On one of our Home Slice trips, we sat down, the boys colored, played with the dough, and we got through the pizza. I didn't have to raise my voice about Jackson burping in his younger brother Luke's face.
Walking outside, my kids immediately noticed a play area in the back of the restaurant on the patio. It's an AstroTurf berm, nothing crazy. The two of them rip off their shoes and make a B-line for the other howling children.
Naturally, I'm standing there with other parents, holding our leftover pizza box like a total dipshit. The last thing I want to do is make small talk with a dad in khaki shorts who's sipping on a craft beer. Not today, not tomorrow, not ever.
I keep my focus tight on my kids because I could feel a broham with a forearm skull tattoo he got on a class trip to Colorado back in 2010, wanting to chat about my sleeves. I'm all for conversation, but Jesus, that's one topic I do not wish to engage in, ever.
Like the deep dish pizza, reality tv gave middle America the impression that every tattoo has a story. Jokes on them, give me enough Jameson, and I'll get your mom's name tattooed on my ass for a plate of carne asada tacos.
Standing at the berm, playing the "how short is too short, but how long is too long" game in my head to be a cool parent, but not stand here much longer like a doofus, I noticed something: a kid was being an asshole to Jackson.
Here's the thing, Jackson doesn't have a mean bone in his body. The boy is a golden retriever in human form. He loves everyone, says hello, tells you his life story, and whatever you're doing, he wants to join you with 100% conviction.
When I see a kid probably two years older than him yelling to the pack of wolves following, "we don't like you! Go away!" And not like in a bit of a kid "semi-asshole, semi-innocent" way, but being a total DICK, I had to act.
My little dude comes over, broken-hearted - he was around six, I think. His brother, Luke, was around three at the time, so he was oblivious. Jackson shrugged his shoulders, "he didn't want me to play with them," meanwhile, this jerk is yelling, still, at me, that he didn't want Jackson to play.
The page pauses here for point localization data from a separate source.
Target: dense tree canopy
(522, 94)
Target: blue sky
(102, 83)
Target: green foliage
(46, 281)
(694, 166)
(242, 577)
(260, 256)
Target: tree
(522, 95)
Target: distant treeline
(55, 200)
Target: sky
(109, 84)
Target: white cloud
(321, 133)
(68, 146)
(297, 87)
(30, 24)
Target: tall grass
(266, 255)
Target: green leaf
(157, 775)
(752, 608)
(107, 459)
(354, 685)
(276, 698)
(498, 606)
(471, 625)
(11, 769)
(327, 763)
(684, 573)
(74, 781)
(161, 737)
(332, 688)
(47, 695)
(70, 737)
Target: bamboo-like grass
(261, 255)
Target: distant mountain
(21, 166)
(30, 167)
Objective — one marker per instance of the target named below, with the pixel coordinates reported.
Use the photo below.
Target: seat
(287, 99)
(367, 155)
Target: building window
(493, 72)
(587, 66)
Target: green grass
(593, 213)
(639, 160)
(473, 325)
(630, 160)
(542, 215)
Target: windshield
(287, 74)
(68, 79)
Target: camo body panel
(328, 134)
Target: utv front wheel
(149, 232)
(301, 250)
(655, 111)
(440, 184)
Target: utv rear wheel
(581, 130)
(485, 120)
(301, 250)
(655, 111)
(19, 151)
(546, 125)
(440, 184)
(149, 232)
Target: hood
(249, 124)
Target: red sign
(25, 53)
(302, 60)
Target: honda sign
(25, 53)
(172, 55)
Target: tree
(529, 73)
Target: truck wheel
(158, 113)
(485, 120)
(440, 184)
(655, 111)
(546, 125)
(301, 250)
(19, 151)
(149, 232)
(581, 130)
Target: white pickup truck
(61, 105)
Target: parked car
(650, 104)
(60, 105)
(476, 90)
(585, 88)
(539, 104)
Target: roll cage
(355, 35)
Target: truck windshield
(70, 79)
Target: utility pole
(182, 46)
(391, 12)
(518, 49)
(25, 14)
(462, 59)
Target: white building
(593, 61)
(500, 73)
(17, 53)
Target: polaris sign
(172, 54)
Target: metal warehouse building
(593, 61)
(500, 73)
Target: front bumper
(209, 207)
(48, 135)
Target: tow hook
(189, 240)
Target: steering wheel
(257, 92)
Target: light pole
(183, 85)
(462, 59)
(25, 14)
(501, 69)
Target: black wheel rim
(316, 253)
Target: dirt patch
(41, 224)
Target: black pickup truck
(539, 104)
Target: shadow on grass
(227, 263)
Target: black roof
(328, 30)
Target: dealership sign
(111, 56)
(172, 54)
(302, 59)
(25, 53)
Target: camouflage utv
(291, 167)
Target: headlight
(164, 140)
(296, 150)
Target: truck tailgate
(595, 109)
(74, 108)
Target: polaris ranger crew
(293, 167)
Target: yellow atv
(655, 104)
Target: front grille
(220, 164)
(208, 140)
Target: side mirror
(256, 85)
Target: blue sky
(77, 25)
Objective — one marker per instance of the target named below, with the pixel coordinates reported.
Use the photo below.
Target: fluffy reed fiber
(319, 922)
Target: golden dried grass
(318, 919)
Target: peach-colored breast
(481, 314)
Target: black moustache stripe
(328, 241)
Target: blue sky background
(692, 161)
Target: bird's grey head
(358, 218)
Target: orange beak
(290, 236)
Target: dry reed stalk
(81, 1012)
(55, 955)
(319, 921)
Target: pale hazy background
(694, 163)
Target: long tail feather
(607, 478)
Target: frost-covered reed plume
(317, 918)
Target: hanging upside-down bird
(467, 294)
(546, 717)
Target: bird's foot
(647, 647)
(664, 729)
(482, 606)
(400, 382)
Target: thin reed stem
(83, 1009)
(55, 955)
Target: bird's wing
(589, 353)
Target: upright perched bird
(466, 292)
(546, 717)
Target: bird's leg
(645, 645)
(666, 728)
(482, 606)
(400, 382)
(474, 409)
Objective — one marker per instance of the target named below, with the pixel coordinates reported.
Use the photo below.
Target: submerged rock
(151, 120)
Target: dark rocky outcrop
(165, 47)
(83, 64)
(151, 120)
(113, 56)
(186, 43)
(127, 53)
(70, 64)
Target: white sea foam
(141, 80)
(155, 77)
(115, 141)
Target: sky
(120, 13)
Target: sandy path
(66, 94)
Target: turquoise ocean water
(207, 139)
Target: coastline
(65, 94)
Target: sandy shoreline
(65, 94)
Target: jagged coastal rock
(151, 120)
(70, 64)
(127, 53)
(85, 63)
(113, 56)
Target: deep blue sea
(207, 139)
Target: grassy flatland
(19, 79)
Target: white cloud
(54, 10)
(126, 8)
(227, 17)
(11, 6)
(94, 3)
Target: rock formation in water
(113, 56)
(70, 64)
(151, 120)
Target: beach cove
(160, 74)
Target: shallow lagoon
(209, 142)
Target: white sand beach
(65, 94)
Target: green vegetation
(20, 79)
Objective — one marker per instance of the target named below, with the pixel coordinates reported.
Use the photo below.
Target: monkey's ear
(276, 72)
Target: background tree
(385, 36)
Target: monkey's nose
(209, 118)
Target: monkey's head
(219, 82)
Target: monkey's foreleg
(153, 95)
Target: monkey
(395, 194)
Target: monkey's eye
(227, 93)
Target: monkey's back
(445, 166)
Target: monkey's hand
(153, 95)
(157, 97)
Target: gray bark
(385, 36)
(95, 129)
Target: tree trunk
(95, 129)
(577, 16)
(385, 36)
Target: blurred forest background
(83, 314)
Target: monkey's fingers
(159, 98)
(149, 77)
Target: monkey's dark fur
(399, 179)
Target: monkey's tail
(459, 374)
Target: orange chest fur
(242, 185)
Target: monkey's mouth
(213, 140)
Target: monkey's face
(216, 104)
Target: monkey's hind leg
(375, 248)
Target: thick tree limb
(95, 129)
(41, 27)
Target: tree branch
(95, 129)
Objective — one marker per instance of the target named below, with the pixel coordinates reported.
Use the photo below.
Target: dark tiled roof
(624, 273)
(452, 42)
What parent lets their kid talk that way? Assholes.
I’m no perfect dad. I fuck things up all of the time. Like, all-of-the-time. I let them stay up late, eat a lot of snacks. Act like little monsters - only to one another, not to others around them.
One time, I pushed Jackson too hard on the swing and he was wearing those slidy Adidas workout pants and he flew off, face first into the wood chips. I felt really bad for him, but it was funny how fast he flew out of the seat.
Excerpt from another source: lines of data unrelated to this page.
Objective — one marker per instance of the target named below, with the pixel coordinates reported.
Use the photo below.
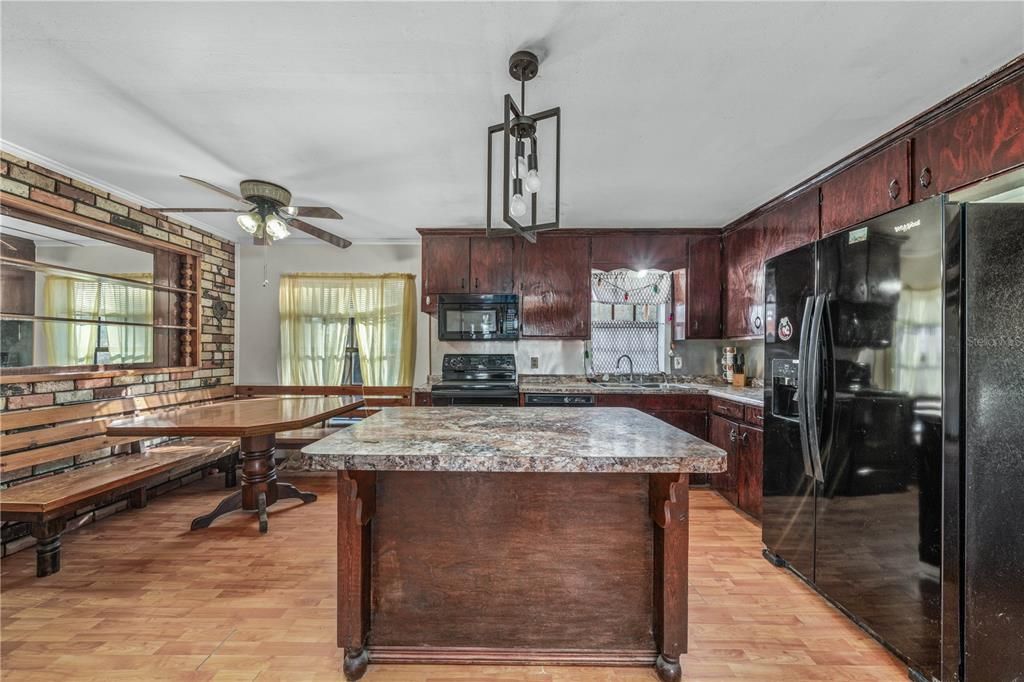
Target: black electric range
(476, 379)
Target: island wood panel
(492, 264)
(555, 288)
(513, 560)
(704, 288)
(744, 281)
(445, 268)
(793, 224)
(876, 185)
(977, 141)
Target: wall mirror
(72, 298)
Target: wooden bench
(38, 437)
(375, 397)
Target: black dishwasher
(558, 400)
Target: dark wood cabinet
(555, 294)
(983, 138)
(743, 253)
(736, 429)
(750, 458)
(445, 268)
(704, 288)
(876, 185)
(793, 224)
(639, 252)
(492, 264)
(723, 433)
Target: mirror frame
(177, 292)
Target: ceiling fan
(268, 212)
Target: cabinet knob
(893, 188)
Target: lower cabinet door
(691, 421)
(751, 470)
(725, 434)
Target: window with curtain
(321, 311)
(110, 302)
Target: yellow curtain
(71, 344)
(314, 313)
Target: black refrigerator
(894, 431)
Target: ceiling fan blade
(219, 190)
(318, 233)
(313, 212)
(198, 210)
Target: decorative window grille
(629, 311)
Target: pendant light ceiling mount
(521, 180)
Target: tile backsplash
(700, 356)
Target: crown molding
(77, 174)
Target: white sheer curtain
(314, 313)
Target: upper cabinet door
(492, 265)
(981, 139)
(744, 281)
(792, 224)
(555, 287)
(704, 288)
(445, 268)
(873, 186)
(639, 252)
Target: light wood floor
(142, 598)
Last night, I had to yell at Luke for peeing on his brother. Again, it’s hard to hold in a deep laugh, trying to explain “we don’t pee on one another” when we all know that’s certainly not true depending on what you like to watch on the internet.
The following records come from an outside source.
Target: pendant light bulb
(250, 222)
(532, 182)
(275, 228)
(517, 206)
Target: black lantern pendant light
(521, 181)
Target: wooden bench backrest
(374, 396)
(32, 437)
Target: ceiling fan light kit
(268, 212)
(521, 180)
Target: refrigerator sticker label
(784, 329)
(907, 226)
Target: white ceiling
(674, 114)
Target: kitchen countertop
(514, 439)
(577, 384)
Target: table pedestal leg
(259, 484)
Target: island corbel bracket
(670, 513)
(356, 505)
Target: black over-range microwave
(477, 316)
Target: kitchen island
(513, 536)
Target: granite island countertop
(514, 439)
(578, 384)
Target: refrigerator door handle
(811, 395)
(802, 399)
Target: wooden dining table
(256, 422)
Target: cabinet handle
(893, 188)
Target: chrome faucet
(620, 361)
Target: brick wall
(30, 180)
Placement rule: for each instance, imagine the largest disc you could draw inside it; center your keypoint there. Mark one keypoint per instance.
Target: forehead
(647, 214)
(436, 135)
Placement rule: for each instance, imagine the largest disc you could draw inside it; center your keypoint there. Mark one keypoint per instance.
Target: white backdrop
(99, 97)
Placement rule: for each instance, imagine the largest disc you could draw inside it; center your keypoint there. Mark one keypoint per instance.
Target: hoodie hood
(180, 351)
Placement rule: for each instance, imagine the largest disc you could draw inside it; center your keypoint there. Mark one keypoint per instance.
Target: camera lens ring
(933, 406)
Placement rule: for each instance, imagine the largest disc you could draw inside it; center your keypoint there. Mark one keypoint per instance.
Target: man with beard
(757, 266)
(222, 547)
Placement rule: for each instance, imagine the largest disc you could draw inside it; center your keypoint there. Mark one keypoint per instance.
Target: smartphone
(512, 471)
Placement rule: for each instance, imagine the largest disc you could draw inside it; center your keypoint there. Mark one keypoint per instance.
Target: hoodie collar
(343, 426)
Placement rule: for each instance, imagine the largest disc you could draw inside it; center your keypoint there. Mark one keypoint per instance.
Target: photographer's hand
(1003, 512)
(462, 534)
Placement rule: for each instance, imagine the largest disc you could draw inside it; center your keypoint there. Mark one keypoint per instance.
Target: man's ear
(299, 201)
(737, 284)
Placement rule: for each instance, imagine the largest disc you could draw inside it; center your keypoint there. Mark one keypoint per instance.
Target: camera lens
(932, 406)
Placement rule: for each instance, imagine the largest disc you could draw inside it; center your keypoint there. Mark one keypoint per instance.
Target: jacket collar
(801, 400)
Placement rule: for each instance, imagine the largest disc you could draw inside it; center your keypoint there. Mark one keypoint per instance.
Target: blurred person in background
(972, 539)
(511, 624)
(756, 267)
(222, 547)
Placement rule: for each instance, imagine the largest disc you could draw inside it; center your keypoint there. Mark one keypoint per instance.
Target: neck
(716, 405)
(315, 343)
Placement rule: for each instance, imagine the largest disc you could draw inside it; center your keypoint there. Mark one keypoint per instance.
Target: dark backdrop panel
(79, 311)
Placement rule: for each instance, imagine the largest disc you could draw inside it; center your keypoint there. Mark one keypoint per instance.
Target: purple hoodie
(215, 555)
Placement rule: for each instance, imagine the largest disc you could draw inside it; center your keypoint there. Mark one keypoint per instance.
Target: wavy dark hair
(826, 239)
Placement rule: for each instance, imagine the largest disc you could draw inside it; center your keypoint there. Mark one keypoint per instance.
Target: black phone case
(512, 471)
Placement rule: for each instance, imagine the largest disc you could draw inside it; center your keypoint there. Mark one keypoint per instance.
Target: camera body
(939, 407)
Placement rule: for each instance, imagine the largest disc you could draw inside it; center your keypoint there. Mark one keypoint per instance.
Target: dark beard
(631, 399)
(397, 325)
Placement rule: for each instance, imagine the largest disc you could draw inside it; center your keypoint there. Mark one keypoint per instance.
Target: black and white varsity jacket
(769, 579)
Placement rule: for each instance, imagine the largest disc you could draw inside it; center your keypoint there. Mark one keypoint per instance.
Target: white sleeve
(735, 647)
I figured out who this little shithead’s mom and dad were. Mom was buried in her iPhone, zero fucks, and dad was watching but was too busy itching out of his green polo once he saw the fire of a thousand suns in my eyes.
Standing there, holding cold slices of cheese pizza, I hollered, in front of strangers letting their kids play, "hey! You be nice! He just wants to play with you! And if you don't be nice, I'll beat up your fucking dad!"
The dad looked at me, serious as a heart attack. Immediately, he yelled back to his spawn, "Be nice to that little boy! He just wants to be your friend!"
My man was lucky he had common sense. I was ready to go Stone Cold Steve Austin, throwing my pizza box to the heavens, and ready for absolute violence. The slices remained intact.
My boys played a few more minutes, the mean kid and his dad both silently understanding they dodged a serious psychotic papa bear violent breakdown, kept their nervous eyes on me while the other parents made the cringe face, glad they weren't privy to a scene straight out of COPS.
When we got home, the kids munched on a slice of cold pizza each. We talked about what happened, and that beating someone up is never the answer.
But that slice of cheese tastes a smidge better when you freak out a whole patio of upper-middle-class parents and don't have to make small talk on a summer day.